Kejaksaan Negeri Melaksanakan Pengeluaran Tahanan Berdasarkan Penghentian Perkara Melalui Keadilan Restoratif
Pada hari Jumat, 07 November 2025, pukul 14.00 WITA hingga selesai, Kejaksaan Negeri melaksanakan kegiatan pengeluaran tahanan berdasarkan Surat Ketetapan Penghentian Perkara Berdasarkan Keadilan Restoratif terhadap tersangka MARVIL LUDONG.
Kegiatan tersebut dipimpin oleh Kepala Seksi Tindak Pidana Umum, Bapak Tiar Yustianno, S.H., M.H., didampingi oleh Jaksa Fasilitator, Ibu Gratia Andria Sirvi Pondaag, S.H.. Pengeluaran tahanan dilaksanakan sebagai tindak lanjut atas diterbitkannya Surat Ketetapan Penghentian Perkara Berdasarkan Keadilan Restoratif terhadap perkara yang berasal dari Polsek Amurang.
Adapun tersangka MARVIL LUDONG sebelumnya disangka melakukan tindak pidana sebagaimana diatur dalam Pasal 351 Ayat (1) Kitab Undang-Undang Hukum Pidana (KUHP). Setelah melalui proses penelaahan dan pemenuhan persyaratan sesuai ketentuan yang berlaku, perkara tersebut dinyatakan memenuhi syarat untuk diselesaikan melalui mekanisme Keadilan Restoratif (Restorative Justice).
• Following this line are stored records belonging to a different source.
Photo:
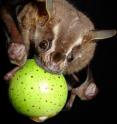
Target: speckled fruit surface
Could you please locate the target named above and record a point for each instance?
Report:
(35, 92)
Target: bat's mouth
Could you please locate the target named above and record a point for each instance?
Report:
(49, 68)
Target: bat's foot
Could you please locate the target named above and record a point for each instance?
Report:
(86, 91)
(39, 119)
(10, 74)
(17, 53)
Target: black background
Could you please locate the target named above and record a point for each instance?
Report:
(104, 66)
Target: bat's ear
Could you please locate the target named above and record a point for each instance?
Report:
(102, 34)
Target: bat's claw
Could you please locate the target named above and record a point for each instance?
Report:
(17, 53)
(10, 74)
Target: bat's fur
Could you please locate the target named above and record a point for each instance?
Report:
(63, 42)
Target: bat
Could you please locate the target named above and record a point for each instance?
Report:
(63, 40)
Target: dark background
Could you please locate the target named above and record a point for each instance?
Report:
(104, 66)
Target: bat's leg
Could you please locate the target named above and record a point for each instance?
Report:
(73, 95)
(88, 89)
(16, 50)
(10, 74)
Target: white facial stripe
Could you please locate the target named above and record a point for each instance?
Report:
(76, 43)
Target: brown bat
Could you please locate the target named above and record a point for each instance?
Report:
(63, 39)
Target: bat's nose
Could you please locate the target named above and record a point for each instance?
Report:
(57, 57)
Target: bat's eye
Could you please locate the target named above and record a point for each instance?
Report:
(44, 45)
(70, 57)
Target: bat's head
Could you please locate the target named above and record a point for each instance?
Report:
(62, 39)
(62, 42)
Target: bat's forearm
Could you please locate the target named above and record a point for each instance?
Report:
(11, 26)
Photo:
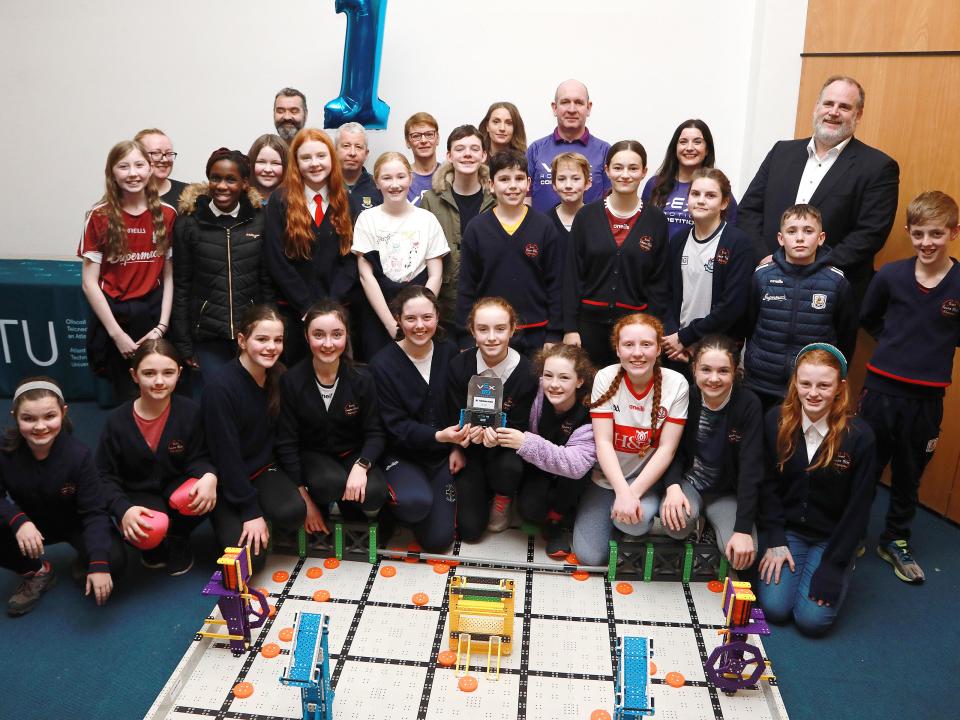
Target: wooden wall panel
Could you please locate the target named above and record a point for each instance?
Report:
(911, 113)
(881, 25)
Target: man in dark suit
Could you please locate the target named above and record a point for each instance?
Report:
(854, 186)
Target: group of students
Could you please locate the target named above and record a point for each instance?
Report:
(474, 281)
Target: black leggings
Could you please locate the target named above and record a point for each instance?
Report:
(12, 559)
(280, 502)
(489, 471)
(326, 478)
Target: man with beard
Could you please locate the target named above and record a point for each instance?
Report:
(289, 112)
(854, 186)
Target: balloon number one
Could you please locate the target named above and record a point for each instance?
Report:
(358, 101)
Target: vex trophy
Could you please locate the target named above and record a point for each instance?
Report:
(484, 403)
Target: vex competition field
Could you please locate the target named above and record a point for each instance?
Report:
(388, 628)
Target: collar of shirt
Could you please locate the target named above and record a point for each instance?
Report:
(831, 154)
(502, 369)
(311, 203)
(583, 139)
(217, 212)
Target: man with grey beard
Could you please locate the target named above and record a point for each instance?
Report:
(854, 186)
(289, 112)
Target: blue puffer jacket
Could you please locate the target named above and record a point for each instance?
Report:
(792, 306)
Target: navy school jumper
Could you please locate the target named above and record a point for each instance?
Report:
(524, 268)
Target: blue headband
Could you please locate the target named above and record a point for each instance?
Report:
(826, 347)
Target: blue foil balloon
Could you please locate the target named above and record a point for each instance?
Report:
(358, 101)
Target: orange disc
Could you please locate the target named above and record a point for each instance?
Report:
(674, 679)
(447, 658)
(270, 650)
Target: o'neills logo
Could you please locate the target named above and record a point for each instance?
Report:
(842, 462)
(628, 439)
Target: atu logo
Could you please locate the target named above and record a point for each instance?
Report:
(362, 48)
(4, 340)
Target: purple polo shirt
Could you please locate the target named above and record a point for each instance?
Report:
(540, 154)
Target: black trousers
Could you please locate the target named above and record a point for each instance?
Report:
(906, 430)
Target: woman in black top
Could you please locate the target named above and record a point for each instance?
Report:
(329, 436)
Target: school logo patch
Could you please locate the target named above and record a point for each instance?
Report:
(842, 462)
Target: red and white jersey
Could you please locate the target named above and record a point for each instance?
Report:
(630, 411)
(140, 270)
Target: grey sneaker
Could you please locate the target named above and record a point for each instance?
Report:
(499, 514)
(897, 553)
(31, 588)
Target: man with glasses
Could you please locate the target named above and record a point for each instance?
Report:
(161, 156)
(571, 106)
(289, 112)
(422, 135)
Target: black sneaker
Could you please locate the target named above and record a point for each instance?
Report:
(558, 542)
(179, 557)
(155, 558)
(28, 593)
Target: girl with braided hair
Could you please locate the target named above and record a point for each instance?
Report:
(217, 243)
(127, 273)
(638, 410)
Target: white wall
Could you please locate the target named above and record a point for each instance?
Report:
(80, 75)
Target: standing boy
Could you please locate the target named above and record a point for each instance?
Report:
(512, 252)
(460, 193)
(912, 307)
(796, 299)
(423, 135)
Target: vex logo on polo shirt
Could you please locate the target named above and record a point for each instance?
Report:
(630, 439)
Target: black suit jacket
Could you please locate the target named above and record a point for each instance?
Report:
(857, 198)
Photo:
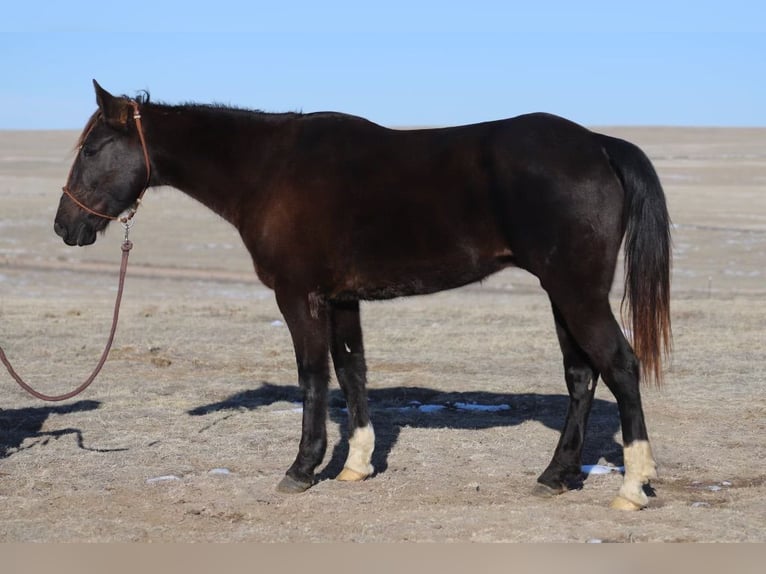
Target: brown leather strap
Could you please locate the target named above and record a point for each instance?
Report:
(127, 245)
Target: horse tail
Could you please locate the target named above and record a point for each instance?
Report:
(646, 299)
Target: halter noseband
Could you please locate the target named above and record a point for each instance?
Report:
(134, 208)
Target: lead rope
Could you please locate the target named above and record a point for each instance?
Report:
(127, 245)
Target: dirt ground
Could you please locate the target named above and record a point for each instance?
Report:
(195, 417)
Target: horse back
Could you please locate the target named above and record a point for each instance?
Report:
(367, 212)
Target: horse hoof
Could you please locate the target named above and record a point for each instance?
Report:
(544, 491)
(348, 475)
(288, 485)
(620, 503)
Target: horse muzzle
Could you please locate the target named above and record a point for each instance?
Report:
(82, 234)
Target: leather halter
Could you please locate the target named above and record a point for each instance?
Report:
(134, 208)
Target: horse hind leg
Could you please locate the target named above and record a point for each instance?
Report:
(566, 464)
(598, 334)
(347, 350)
Pelaksanaan penghentian penuntutan berdasarkan Keadilan Restoratif merupakan wujud komitmen Kejaksaan Republik Indonesia dalam mengedepankan penyelesaian perkara yang tidak hanya berorientasi pada aspek penghukuman, tetapi juga mengutamakan pemulihan keadaan, perdamaian antara korban dan pelaku, serta pemulihan hubungan sosial di tengah masyarakat. Mekanisme ini dilaksanakan dengan tetap memperhatikan ketentuan peraturan perundang-undangan serta prinsip keadilan, kepastian hukum, dan kemanfaatan.
Dengan dilaksanakannya pengeluaran tahanan ini, proses penyelesaian perkara terhadap tersangka MARVIL LUDONG secara resmi telah dihentikan berdasarkan mekanisme Keadilan Restoratif, sebagai bentuk implementasi penegakan hukum yang lebih humanis, berkeadilan, dan memberikan manfaat bagi seluruh pihak yang terlibat.